N.T., 3/7/13, at 280 (emphasis added).
Appellant objected to this remark, and the trial court sustained the objections. Id. Appellant then requested a curative instruction, asserting:
The Commonwealth ... got up there and said other people knew my client did it, which is completely and utterly inappropriate. I am not going to ask for a mistrial [although] I think it might be mistriable. However ... I'm requesting of the Court to do a curative instruction ... that there was absolutely no evidence that ... other people knew.
N.T., 3/7/13, at 295.
The trial court, however, declined to issue a curative instruction. In its Pa.R.A.P. 1925(a) opinion, the trial court explained that a curative instruction was not warranted because the jury had already been instructed that closing arguments were not evidence and "given the speculative and fleeting nature of the comment ... the comment was unlikely to be given much weight by the jury, and drawing any further attention to it would not have been necessary or beneficial." Trial Court Opinion, 6/10/13, at 12. We find no error in the trial court's determination.

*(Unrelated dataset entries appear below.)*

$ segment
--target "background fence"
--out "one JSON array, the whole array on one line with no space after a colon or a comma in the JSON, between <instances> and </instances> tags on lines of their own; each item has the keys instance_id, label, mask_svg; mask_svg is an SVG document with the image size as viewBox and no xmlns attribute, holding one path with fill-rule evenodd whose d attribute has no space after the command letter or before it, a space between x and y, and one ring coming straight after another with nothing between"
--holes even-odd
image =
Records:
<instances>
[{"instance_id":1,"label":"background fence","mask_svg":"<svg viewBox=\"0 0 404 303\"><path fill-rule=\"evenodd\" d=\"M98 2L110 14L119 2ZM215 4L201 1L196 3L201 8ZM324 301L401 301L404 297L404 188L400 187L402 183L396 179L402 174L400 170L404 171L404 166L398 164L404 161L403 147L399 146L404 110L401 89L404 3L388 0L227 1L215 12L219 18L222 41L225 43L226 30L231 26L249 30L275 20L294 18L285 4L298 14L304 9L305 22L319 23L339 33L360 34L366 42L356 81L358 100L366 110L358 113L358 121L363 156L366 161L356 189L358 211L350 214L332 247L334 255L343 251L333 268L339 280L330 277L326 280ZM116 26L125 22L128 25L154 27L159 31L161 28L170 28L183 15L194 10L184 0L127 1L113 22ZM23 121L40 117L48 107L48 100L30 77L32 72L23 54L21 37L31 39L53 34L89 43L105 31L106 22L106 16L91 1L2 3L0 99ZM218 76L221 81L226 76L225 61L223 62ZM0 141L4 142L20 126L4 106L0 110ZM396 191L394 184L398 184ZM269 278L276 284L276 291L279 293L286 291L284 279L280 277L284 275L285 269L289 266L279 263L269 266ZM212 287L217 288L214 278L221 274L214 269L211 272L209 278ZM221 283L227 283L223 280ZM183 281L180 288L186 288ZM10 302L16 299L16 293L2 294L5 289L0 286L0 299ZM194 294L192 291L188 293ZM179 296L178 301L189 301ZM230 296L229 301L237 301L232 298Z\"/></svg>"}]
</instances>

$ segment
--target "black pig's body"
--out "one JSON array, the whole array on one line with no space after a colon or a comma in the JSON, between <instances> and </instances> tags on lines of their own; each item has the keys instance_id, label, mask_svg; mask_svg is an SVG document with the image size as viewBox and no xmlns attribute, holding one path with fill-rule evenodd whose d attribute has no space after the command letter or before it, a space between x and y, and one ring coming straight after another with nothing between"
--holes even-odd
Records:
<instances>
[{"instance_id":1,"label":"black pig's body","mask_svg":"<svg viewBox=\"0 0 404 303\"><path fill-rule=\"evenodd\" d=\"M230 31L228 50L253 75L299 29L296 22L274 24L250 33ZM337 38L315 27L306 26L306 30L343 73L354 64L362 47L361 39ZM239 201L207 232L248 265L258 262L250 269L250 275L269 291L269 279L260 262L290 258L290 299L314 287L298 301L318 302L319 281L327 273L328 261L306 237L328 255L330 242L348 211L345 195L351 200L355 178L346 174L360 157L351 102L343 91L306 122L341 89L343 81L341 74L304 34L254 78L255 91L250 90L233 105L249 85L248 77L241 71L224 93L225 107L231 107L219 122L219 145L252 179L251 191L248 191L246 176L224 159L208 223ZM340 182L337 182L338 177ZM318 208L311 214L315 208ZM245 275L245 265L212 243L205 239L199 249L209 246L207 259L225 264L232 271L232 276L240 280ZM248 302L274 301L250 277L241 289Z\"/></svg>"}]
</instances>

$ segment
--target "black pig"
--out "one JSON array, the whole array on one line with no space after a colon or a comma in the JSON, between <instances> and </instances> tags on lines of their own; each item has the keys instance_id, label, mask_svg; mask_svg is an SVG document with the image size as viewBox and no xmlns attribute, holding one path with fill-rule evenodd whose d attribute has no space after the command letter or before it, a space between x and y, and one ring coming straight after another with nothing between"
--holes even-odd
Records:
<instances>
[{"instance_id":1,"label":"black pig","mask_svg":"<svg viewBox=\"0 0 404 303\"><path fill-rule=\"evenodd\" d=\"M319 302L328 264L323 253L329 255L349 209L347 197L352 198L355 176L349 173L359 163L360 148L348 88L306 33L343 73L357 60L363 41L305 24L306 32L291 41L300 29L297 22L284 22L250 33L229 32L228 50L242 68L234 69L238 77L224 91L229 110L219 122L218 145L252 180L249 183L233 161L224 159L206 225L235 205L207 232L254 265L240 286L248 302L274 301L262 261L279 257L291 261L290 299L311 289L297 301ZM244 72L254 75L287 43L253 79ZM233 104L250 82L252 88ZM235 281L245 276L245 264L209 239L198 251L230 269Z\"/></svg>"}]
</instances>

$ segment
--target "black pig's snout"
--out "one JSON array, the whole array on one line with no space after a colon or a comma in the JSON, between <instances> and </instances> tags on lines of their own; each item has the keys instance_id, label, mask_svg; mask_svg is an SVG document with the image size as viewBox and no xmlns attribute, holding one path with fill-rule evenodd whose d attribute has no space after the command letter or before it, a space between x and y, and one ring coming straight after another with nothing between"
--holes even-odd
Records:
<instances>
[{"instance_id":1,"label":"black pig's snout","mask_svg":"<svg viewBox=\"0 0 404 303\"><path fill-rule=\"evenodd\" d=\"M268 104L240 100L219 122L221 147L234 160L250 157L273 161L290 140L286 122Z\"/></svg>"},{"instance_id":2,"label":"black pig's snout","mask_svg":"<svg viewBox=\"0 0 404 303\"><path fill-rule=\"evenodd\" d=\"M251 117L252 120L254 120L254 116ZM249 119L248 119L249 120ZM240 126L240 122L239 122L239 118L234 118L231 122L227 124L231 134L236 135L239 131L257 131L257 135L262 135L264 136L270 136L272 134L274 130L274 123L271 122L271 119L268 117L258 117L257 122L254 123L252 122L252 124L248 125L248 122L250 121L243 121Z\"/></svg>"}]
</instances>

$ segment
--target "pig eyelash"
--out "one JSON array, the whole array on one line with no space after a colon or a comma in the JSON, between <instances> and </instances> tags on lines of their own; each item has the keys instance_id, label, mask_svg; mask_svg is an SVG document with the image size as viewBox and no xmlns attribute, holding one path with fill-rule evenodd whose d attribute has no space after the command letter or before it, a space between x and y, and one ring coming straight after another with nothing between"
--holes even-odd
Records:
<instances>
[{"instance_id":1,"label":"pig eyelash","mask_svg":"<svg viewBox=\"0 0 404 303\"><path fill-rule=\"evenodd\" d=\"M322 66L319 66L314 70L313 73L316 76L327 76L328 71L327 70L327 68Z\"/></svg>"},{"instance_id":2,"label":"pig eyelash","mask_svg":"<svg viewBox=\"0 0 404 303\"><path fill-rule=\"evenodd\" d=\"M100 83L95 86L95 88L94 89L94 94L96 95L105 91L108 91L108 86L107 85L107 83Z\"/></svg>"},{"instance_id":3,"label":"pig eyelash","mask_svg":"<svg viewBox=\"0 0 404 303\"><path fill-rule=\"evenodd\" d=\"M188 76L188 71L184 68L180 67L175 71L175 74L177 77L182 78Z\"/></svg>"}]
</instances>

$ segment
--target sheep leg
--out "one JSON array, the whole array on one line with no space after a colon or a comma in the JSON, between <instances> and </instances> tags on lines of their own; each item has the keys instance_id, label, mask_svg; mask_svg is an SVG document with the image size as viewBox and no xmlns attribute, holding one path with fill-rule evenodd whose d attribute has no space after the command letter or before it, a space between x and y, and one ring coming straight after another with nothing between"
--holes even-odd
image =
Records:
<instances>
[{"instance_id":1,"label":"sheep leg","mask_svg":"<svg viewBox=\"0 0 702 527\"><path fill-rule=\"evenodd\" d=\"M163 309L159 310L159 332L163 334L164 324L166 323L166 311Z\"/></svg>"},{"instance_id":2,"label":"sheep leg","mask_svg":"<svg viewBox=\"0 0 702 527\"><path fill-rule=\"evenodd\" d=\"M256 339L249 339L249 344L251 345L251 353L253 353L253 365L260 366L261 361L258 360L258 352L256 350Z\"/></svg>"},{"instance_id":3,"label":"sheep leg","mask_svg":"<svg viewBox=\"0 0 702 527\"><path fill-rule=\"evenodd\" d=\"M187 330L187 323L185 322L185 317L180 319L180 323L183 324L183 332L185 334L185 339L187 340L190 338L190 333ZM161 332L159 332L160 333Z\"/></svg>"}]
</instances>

[I]n reviewing prosecutorial remarks to determine their prejudicial quality, comments cannot be viewed in isolation but, rather, must be considered in the context in which they were made. Our review of prosecutorial remarks and an allegation of prosecutorial misconduct requires us to evaluate whether a defendant received a fair trial, not a perfect trial.
It is well settled that a prosecutor has considerable latitude during closing arguments and his arguments are fair if they are supported by the evidence or use inferences that can reasonably be derived from the evidence. Further, prosecutorial misconduct does not take place unless the unavoidable effect of the comments at issue was to prejudice the jurors by forming in their minds a fixed bias and hostility toward the defendant, thus impeding their ability to weigh the evidence objectively and render a true verdict. Prosecutorial misconduct is evaluated under a harmless error standard.
In determining whether the prosecutor engaged in misconduct, we must keep in mind that comments made by a prosecutor must be examined within the context of defense counsel's conduct. It is well settled that the prosecutor may fairly respond to points made in the defense closing. Moreover, prosecutorial misconduct will not be found where comments were based on the evidence or proper inferences therefrom or were only oratorical flair.
Commonwealth v. Judy, 978 A.2d at 1015, 1019–1020 (Pa. Super. 2009) (internal citations omitted). Moreover, "the decision to give curative instructions is within the sound discretion of the trial court and will not be disturbed absent manifest error." Commonwealth v. Ford, 650 A.2d 433, 442 (Pa. 1994).
Upon review, we find no abuse of discretion or manifest error in the trial court's decision not to issue a curative instruction. Appellant has not demonstrated that the Commonwealth's remarks interfered with the jury's ability to render a "true verdict" of guilt or otherwise prejudiced him. Judy, supra. Moreover, the trial court repeatedly instructed the jury that statements by counsel are not evidence and to rely only on witness testimony as their source of evidence. N.T., 3/7/13, at 202; N.T. 3/8/13, at 10. Appellant's fifth issue is therefore without merit. Judgment of sentence affirmed.